Please help - I don't know where to begin. My problem is this: Find the numbers "Y" and "Z" if (1 and 3/5 times "Y") + (3/5 times "Z") = 5 AND (1 and 3/5 times "Z") + (3/5 times "Y") = 6. Thank You!
change 1 and 3/5 to another fraction:
8/5
so the equation is (8/5)Z+ (3/5)Z=5
now you can add 8/5 and 3/5 together because they both share Z.

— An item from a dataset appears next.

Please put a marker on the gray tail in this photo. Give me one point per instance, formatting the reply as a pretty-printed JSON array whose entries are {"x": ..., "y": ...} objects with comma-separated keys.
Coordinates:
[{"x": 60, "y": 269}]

so it would be 11/5Z=5. Multiply both sides by 5 to get 11Z=5 and divide 5 to both sides to get Z.
the second equation:
8/5(Z)+(3/5)Y=6
since you already know Z, plug it in, and find Y
Thank you!
To solve the first equation, let's rewrite it:
(8/5)Z + (3/5)Z = 5
Combining the terms with Z, we have:
(11/5)Z = 5
To solve for Z, we need to isolate it. Multiply both sides of the equation by the reciprocal of (11/5), which is (5/11):
Z = (5/11) * 5
Z = 25/11
Therefore, Z is equal to 25/11.
Now let's use this value of Z to solve the second equation:
(8/5)Z + (3/5)Y = 6
Substituting Z = 25/11:
(8/5)(25/11) + (3/5)Y = 6
Multiplying the fractions, we get:
(200/55) + (3/5)Y = 6
Simplifying the first term:
(40/11) + (3/5)Y = 6
To isolate Y, we need to move the constant term to the other side:
(3/5)Y = 6 - (40/11)
Find a common denominator of 5 and 11, which is 55:
(3/5)Y = (330/55) - (200/55)
(3/5)Y = 130/55
To simplify the fractions on the right side:
(3/5)Y = (26/11)
To solve for Y, multiply both sides by the reciprocal of (3/5), which is (5/3):
Y = (5/3) * (26/11)
Y = 10/3
Therefore, Y is equal to 10/3.
So the numbers Y and Z that satisfy both equations are Y = 10/3 and Z = 25/11.